Sexy Beetles Envelope Town
By Sunday Night, it was reported by dozens of locals that small, green, pearlescent beetles were everywhere, and that they were making people feel…excited.
“I saw these little fellers, I mean they are beautiful. They have the most beautiful wings, these cute antennae, and their legs, don’t get me going on the legs,” gushed local turkey inspector Torn Drippy, 56, before excusing himself.
The beetles, unknown in origin, roughly an inch long, and numbering in the thousands, have ground the town to a halt.

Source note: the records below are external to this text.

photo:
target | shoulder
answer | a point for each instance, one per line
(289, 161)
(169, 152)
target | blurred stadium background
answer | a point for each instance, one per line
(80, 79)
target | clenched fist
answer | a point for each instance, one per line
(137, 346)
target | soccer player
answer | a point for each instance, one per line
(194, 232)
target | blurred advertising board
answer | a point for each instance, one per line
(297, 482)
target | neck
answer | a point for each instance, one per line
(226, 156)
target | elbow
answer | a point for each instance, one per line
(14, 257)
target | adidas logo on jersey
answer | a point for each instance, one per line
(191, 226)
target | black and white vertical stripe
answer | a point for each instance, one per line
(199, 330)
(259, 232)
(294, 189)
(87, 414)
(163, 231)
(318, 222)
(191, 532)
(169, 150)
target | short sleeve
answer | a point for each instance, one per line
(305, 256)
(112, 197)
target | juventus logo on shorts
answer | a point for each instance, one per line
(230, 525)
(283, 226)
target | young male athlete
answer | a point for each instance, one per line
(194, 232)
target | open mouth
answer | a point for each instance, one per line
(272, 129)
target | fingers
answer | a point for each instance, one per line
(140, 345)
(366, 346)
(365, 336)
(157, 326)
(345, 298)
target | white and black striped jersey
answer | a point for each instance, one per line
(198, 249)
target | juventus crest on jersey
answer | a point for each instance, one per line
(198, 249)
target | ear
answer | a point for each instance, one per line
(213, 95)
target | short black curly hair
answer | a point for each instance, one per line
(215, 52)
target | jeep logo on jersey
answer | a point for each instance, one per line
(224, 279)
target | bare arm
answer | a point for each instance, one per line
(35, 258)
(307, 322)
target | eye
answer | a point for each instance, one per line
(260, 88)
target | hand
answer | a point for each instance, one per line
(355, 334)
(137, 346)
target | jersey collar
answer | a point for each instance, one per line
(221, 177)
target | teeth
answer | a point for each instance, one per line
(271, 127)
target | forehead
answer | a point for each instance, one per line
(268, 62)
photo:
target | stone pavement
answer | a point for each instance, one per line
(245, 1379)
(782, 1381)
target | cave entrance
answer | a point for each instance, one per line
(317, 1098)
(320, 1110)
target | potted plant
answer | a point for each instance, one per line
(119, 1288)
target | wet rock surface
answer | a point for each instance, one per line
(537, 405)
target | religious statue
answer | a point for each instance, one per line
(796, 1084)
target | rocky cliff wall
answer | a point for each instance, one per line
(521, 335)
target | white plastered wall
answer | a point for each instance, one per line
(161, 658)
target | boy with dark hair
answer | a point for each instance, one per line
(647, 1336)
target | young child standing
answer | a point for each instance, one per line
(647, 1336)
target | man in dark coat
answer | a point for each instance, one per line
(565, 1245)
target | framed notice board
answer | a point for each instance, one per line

“I couldn’t get anyone to do anything today. I just told my pharmacists to take the day off after they spent all morning staring out the window at the things. They damn near tripped over themselves running out the door to go talk to the beetles. Now I never in all my life—oh, hello, what’s your name?" asked Ham Hill Rx owner Martha Hallyhap, 61, after getting distracted by a beetle prancing by.
Mayor Harrington held a press conference in the town square in an attempt to quell the Beetlemania.
“Listen, people of Hamsterdam Hill. I know it is hard to focus when all of these sexy beetles are batting their wings at you. You want to ask them out to dinner, or maybe just for a drink. But remember: we still have to get our work done. You can all flirt with the beetles after work. I’m sure they will oblige, now it is certain that we will get through this…” said Mayor Harrington, before a beetle landed on his podium. “Where was I? Yes we shall endure as a town and….” the Mayor trailed off as his eyes flitted between the crowd and the beetle. “We are a hardworking folk here in Hamsterdam Hill, we do not get distr—” the mayor then covered the mic poorly before whispering to the beetle.
“What am I doing later? Well I think I just had a cancellation.”